No, because in purely material terms (governments cannot redistribute virtue, morality, or good parenting), a “poor” American in 2013 has a higher standard of living than did Queen Victoria. Also, forced redistribution doesn’t actually work. Despite spending $5 trillion ($2013) fighting poverty, the poverty rate is higher today than it was 45 years ago.
Progressives justify their programs with good intentions. They have to, because the results are invariably disastrous (see Obamacare). However, when progressives feel a need to present an intellectual justification for their schemes, they usually cite John Rawls’ 1971 book, A Theory of Justice.
Rawls maintained that most people would arrive at the same basic design for a society if they knew that they would have to live in that society afterward, but did not know in advance what their place in it would be. Based upon this methodology, he argued that inequalities could not be justified if they did not benefit the most disadvantaged members of a society.
Certainly, under Rawls’ rules, no one would design a society featuring slavery, because, when what Rawls called the “veil of ignorance” was lifted, they might themselves end up being a slave.
Unfortunately, what Rawls missed was the element of time. If the people designing a society did not know when (as well as where), they would be living in that society, they would give a very high priority to maximizing economic growth.
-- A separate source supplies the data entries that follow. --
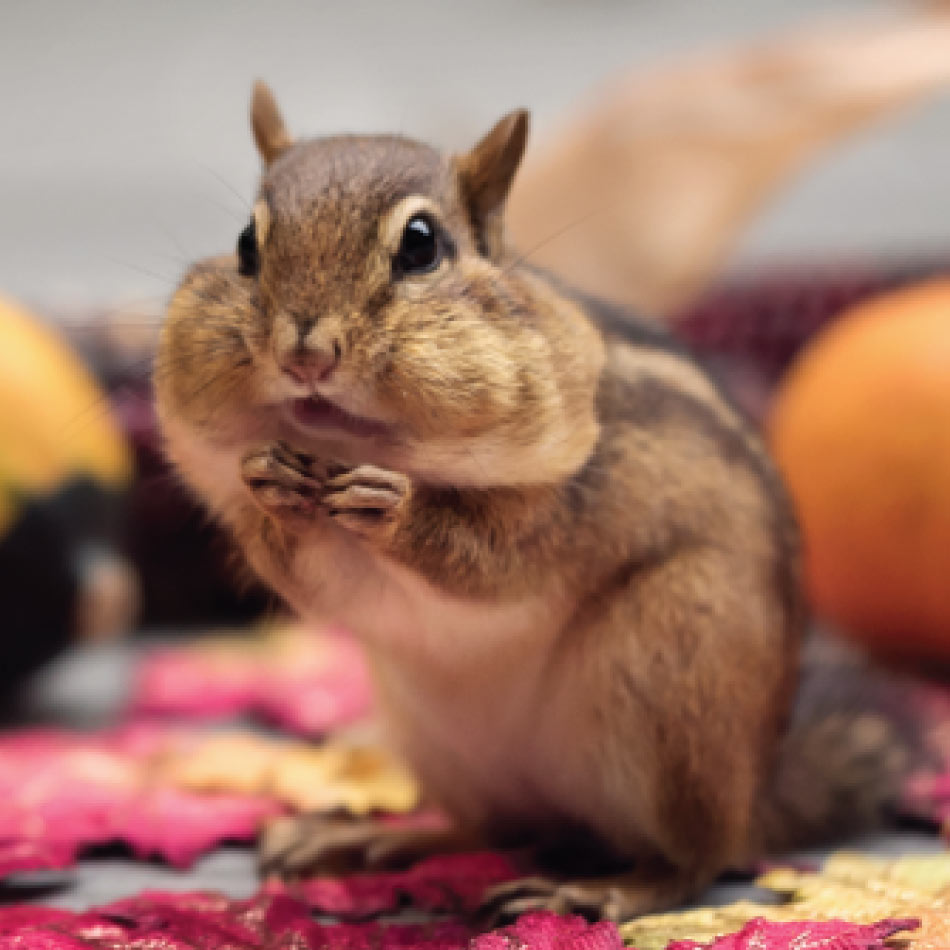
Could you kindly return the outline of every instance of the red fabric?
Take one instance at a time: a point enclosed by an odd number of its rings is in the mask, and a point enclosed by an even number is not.
[[[504,855],[480,851],[428,858],[408,871],[269,881],[265,888],[297,897],[322,913],[359,919],[396,910],[403,903],[427,911],[473,911],[489,887],[518,874]]]
[[[876,924],[778,923],[756,918],[709,944],[668,950],[884,950],[916,920]],[[623,950],[617,928],[549,912],[473,935],[452,920],[423,924],[313,920],[303,901],[261,893],[232,900],[213,893],[145,892],[84,913],[39,906],[0,907],[4,950]]]
[[[477,936],[457,921],[320,924],[286,895],[230,900],[144,893],[86,913],[0,908],[0,947],[19,950],[621,950],[612,924],[528,914]]]

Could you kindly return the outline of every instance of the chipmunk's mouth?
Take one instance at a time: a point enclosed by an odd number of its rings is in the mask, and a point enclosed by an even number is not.
[[[290,414],[298,426],[311,432],[334,430],[361,438],[372,438],[388,435],[391,431],[391,427],[383,422],[354,416],[345,409],[341,409],[336,403],[318,395],[292,399]]]

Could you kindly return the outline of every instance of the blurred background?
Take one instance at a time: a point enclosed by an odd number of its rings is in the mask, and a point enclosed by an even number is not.
[[[753,37],[894,15],[875,0],[74,4],[7,0],[0,31],[0,287],[64,313],[161,301],[228,248],[257,156],[250,83],[301,133],[467,145],[515,106],[532,146],[600,84]],[[843,143],[764,210],[730,262],[942,249],[950,97]]]
[[[461,149],[529,107],[508,218],[519,252],[692,346],[788,481],[819,622],[946,672],[946,4],[4,0],[0,715],[107,731],[0,734],[0,902],[45,899],[33,879],[10,881],[77,860],[52,902],[156,882],[252,893],[246,847],[190,877],[129,861],[129,845],[184,867],[220,840],[247,844],[260,815],[217,831],[210,816],[227,809],[201,796],[275,794],[249,777],[262,759],[244,738],[203,756],[182,730],[249,719],[310,742],[371,704],[345,636],[261,626],[280,605],[165,466],[152,411],[165,302],[248,219],[255,78],[301,135]],[[174,735],[138,731],[143,716],[170,718]],[[945,687],[933,718],[947,771]],[[168,743],[209,773],[169,779]],[[90,749],[109,768],[90,769]],[[134,781],[113,781],[130,762]],[[314,807],[321,786],[301,775],[299,800],[255,807]],[[875,848],[942,848],[950,782],[929,782],[907,809],[926,834]],[[183,830],[186,805],[198,810]]]
[[[668,322],[763,425],[821,327],[950,260],[950,20],[939,3],[50,0],[7,2],[2,22],[10,684],[77,638],[278,609],[236,582],[229,545],[164,467],[148,386],[179,275],[231,248],[246,223],[254,78],[304,135],[398,131],[458,149],[529,107],[516,245]],[[818,389],[806,406],[829,402]],[[814,454],[793,447],[783,468]],[[840,544],[857,537],[829,531]],[[944,540],[928,543],[943,551]],[[848,626],[855,612],[813,587],[820,612]],[[938,619],[923,624],[927,643],[950,627]]]

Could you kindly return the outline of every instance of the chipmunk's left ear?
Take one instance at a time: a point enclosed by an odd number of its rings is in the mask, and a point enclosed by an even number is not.
[[[501,212],[521,164],[528,141],[528,111],[516,109],[465,155],[455,159],[465,202],[479,250],[487,257],[501,253]]]
[[[265,165],[270,165],[294,144],[270,86],[259,79],[251,93],[251,130]]]

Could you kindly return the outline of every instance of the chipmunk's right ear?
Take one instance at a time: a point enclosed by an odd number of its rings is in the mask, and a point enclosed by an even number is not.
[[[500,119],[467,154],[455,159],[462,200],[479,250],[501,253],[501,214],[528,142],[528,112],[516,109]]]
[[[270,165],[294,144],[284,125],[274,94],[267,83],[259,79],[254,83],[254,91],[251,93],[251,129],[265,165]]]

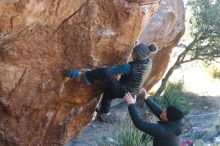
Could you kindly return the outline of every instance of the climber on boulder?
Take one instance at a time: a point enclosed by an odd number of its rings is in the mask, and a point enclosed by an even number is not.
[[[136,96],[139,93],[151,72],[152,60],[149,58],[149,55],[156,50],[155,44],[138,44],[133,48],[132,62],[85,72],[66,70],[64,75],[68,77],[83,76],[87,85],[96,80],[104,81],[105,87],[101,106],[96,108],[97,117],[103,122],[113,123],[118,118],[115,114],[110,114],[112,99],[123,98],[126,92],[130,92],[132,96]],[[117,80],[114,75],[121,75],[121,78]]]

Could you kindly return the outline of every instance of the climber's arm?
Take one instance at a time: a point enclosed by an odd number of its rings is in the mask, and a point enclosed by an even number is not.
[[[113,66],[108,68],[112,74],[130,74],[131,72],[131,65],[126,63],[118,66]]]
[[[113,67],[107,67],[112,74],[114,75],[124,75],[124,74],[130,74],[131,72],[131,65],[126,63],[118,66],[113,66]],[[81,75],[80,70],[66,70],[64,71],[65,76],[69,77],[79,77]]]

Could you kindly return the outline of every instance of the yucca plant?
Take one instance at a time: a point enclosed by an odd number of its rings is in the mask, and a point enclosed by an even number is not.
[[[118,123],[113,131],[111,141],[101,140],[99,146],[152,146],[151,136],[143,139],[144,133],[135,128],[130,119]]]
[[[183,92],[183,82],[178,81],[176,83],[169,82],[165,88],[164,95],[157,98],[158,102],[162,107],[166,108],[169,105],[179,107],[184,114],[190,112],[190,106],[186,100],[186,93]]]

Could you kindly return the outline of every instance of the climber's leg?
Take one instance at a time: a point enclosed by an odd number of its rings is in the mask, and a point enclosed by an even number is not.
[[[97,68],[91,71],[66,70],[64,75],[68,77],[79,77],[82,75],[86,83],[90,85],[95,80],[104,80],[106,72],[109,72],[109,68]]]
[[[105,78],[105,90],[103,93],[100,111],[102,113],[108,113],[111,107],[111,101],[115,98],[123,98],[126,93],[126,89],[119,81],[109,72],[106,72]]]
[[[119,81],[108,71],[105,75],[105,90],[101,100],[100,108],[96,108],[98,118],[107,123],[113,123],[118,121],[120,118],[116,113],[110,114],[111,101],[115,98],[123,98],[126,89],[119,83]]]
[[[110,74],[110,71],[108,68],[97,68],[97,69],[85,72],[85,77],[90,83],[93,83],[96,80],[104,81],[107,77],[107,74]]]

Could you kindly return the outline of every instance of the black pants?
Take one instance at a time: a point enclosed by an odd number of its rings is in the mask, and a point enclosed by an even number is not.
[[[86,72],[86,77],[89,82],[93,83],[95,80],[103,80],[105,88],[103,98],[101,101],[100,110],[102,113],[108,113],[111,107],[111,101],[114,98],[123,98],[127,90],[114,77],[108,68],[98,68]]]

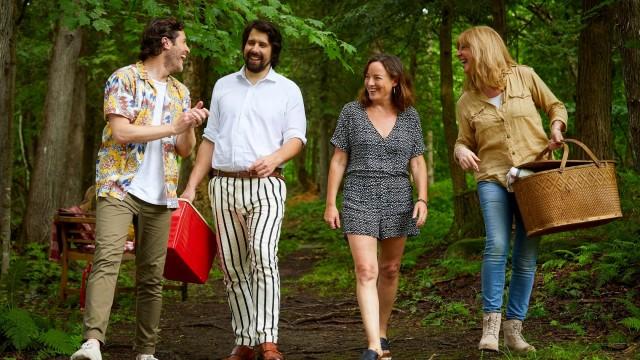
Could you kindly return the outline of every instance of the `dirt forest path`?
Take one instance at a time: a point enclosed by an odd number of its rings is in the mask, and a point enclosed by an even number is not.
[[[309,252],[298,251],[280,260],[283,281],[280,347],[289,360],[358,359],[366,345],[355,294],[314,296],[297,284],[315,262]],[[190,289],[189,299],[165,301],[161,322],[160,360],[222,359],[233,347],[231,318],[221,280],[210,280],[206,293]],[[394,311],[390,335],[394,359],[473,359],[480,329],[459,330],[420,325],[424,314]],[[117,323],[109,329],[104,359],[132,358],[134,325]],[[494,356],[495,357],[495,356]],[[487,356],[485,356],[487,358]]]

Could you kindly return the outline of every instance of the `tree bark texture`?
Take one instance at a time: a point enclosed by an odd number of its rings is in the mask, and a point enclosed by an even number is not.
[[[92,156],[86,151],[87,128],[87,69],[78,66],[73,85],[73,111],[69,117],[69,141],[66,158],[73,161],[67,167],[66,186],[60,188],[60,204],[69,207],[80,203],[85,193],[85,157]]]
[[[469,198],[465,196],[467,192],[467,182],[464,172],[453,158],[453,148],[458,137],[458,126],[456,124],[455,105],[453,101],[452,27],[453,4],[451,1],[445,1],[442,5],[442,22],[440,23],[440,103],[442,104],[444,137],[447,143],[447,159],[455,197],[453,224],[447,236],[449,241],[455,241],[463,237],[480,236],[479,234],[469,233],[463,230],[467,229],[465,224],[482,223],[481,217],[474,218],[465,211],[465,208],[468,207],[465,199]],[[473,196],[471,196],[471,198],[473,198]]]
[[[49,64],[42,135],[38,140],[23,221],[23,243],[47,241],[54,212],[62,206],[63,187],[68,186],[68,167],[78,162],[77,154],[73,159],[67,159],[66,155],[70,118],[78,110],[73,94],[81,44],[80,28],[57,27]]]
[[[505,0],[491,0],[492,27],[507,43],[507,6]]]
[[[330,64],[325,62],[322,65],[322,75],[320,77],[320,89],[327,89],[327,83],[330,75]],[[328,103],[327,92],[323,91],[320,95],[320,103]],[[329,140],[331,138],[330,131],[333,128],[333,116],[327,114],[326,111],[320,112],[320,126],[318,134],[318,189],[320,190],[320,199],[327,197],[327,179],[329,176],[329,161],[331,159],[331,146]]]
[[[11,183],[13,178],[13,95],[15,90],[16,40],[14,0],[0,0],[0,275],[9,271],[11,255]]]
[[[204,102],[204,107],[207,109],[211,109],[211,87],[206,83],[207,79],[207,64],[206,59],[192,56],[189,58],[189,62],[185,67],[182,73],[182,79],[184,80],[184,84],[189,89],[189,94],[191,96],[191,107],[196,106],[198,101],[202,100]],[[208,94],[205,97],[205,94]],[[202,133],[204,132],[204,127],[206,126],[206,122],[202,124],[196,131],[196,146],[194,150],[191,152],[191,155],[183,158],[180,162],[180,180],[178,182],[178,196],[182,194],[185,186],[187,185],[187,181],[189,181],[189,175],[191,174],[191,170],[193,169],[193,164],[196,159],[196,155],[198,153],[198,148],[202,143]],[[211,202],[209,199],[209,177],[206,176],[198,187],[196,188],[196,198],[194,200],[194,206],[198,209],[202,216],[205,219],[213,219],[213,213],[211,212]]]
[[[583,0],[584,28],[578,41],[576,134],[600,159],[613,157],[611,104],[613,90],[612,21],[609,6],[599,0]],[[597,7],[597,8],[596,8]],[[585,158],[574,149],[577,158]]]
[[[640,173],[640,0],[620,0],[618,31],[622,75],[629,112],[629,147],[633,168]]]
This is because rapid economic growth makes tomorrow’s poor richer than today’s rich.
And, it is classic liberalism, whose economic expression is free-market capitalism, that maximizes economic growth.
Returning to the chart above, you will notice that the only period after the end of Bretton Woods where “the 99 percent” made significant income gains was 1993 – 2000. This was also the period during which the poverty rate fell most dramatically.
The Clinton years were a time of rapid economic growth. This was made possible by the relatively stable dollar that was delivered by Federal Reserve Vice Chairman Wayne Angell’s little-publicized commodity standard system. The capital gains tax cut that Newt Gingrich forced on Clinton in 1996 helped a lot, too.
America doesn’t need more government taxing and spending in the name of fighting inequality and promoting “social justice.” It needs a stable dollar and supply-side tax cuts to promote rapid economic growth.